基于改进PPO算法的钻锚机器人机械臂路径规划

Robot arm path planning of drilling and anchoring robot based on improved PPO algorithm

  • 摘要: 煤矿巷道支护装备的自动化与智能化水平较低,制约了煤矿巷道的成形效率,是造成“采掘失衡”的关键原因。为解决煤矿巷道支护装备自动化程度低、支护效率差的问题,针对一种集成悬臂式掘进机和多自由度机械臂的钻锚机器人,提出了一种基于深度强化学习的钻锚机器人机械臂路径规划方法。在虚拟环境中构建煤矿巷道环境,并建立机械臂与机身、煤壁以及支护钢带的碰撞检测模型,使用层次包围盒法在虚拟环境进行碰撞检测,形成煤矿巷道边界受限情况下的避障策略。

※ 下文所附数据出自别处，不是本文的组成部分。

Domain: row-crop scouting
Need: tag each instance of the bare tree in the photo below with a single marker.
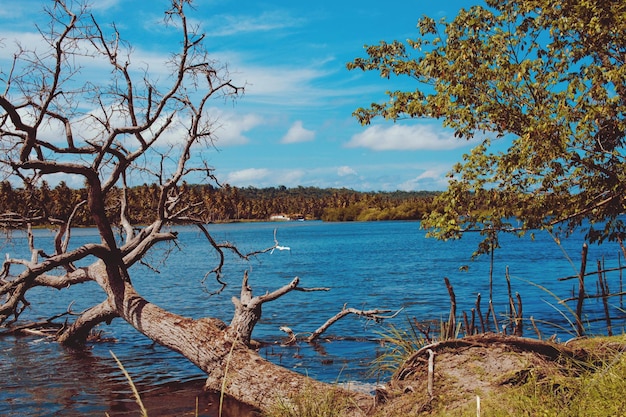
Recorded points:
(51, 122)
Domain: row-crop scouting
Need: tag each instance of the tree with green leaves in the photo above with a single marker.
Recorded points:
(541, 87)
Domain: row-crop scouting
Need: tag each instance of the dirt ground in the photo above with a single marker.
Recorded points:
(477, 366)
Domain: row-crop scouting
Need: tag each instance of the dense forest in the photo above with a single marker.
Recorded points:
(219, 204)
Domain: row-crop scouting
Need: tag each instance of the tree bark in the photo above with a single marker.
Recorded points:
(215, 347)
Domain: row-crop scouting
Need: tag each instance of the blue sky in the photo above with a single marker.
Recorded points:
(294, 124)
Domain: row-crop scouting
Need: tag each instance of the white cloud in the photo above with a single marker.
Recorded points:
(345, 171)
(263, 177)
(405, 138)
(232, 127)
(229, 25)
(297, 133)
(430, 179)
(247, 176)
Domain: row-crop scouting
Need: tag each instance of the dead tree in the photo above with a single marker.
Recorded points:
(55, 121)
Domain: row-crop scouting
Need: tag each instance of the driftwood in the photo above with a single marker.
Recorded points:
(376, 315)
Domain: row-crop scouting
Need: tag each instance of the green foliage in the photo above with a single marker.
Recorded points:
(597, 391)
(542, 86)
(221, 204)
(399, 344)
(313, 403)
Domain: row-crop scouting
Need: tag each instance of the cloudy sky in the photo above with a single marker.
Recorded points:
(294, 124)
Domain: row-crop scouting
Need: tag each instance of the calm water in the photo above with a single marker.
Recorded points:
(387, 265)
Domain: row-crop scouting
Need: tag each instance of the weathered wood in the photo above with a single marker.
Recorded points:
(580, 330)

在近端策略优化(Proximal Policy Optimization,PPO)算法的基础上结合多方面因素提出改进。考虑到多自由度机械臂状态空间输入长度不固定的情况,引入长短记忆神经网络(Long Short Term Memory,LSTM)的环境状态输入处理方法,可以提升算法对环境的适应能力。并且在奖惩稀疏的情况下引入了好奇心机制(Intrinsic Curiosity Module,ICM),通过给予内在奖励鼓励智能体更大程度地探索环境。基于奖惩机制建立智能体,根据钻锚机器人的运动特性定义其状态空间与动作空间,在同一场景下分别使用2种算法对智能体进行训练,综合奖励值、回合步数、Actor网络损失值、Critic网络损失值等指标进行对比分析,最后经过仿真消融实验测试对比。实验结果表明,在原始PPO算法不能完成任务的情况下,改进后的算法路径长度比同样能完成任务的PPO-ICM算法缩短了3.98%,所用时间缩短了25.6%。为进一步验证改进后算法的鲁棒性,设计多组实验,改进后的PPO算法均完成路径规划任务,路径终点与目标位置的距离误差在3.88 cm之内,锚杆与竖直方向夹角误差在3°以内,能够有效完成路径规划任务,提升煤矿巷道支护系统的自动化程度。结果验证了所提方法在煤矿井下巷道支护时锚孔位置多变的情况下钻锚机器人多自由度机械臂在路径规划的可行性与有效性。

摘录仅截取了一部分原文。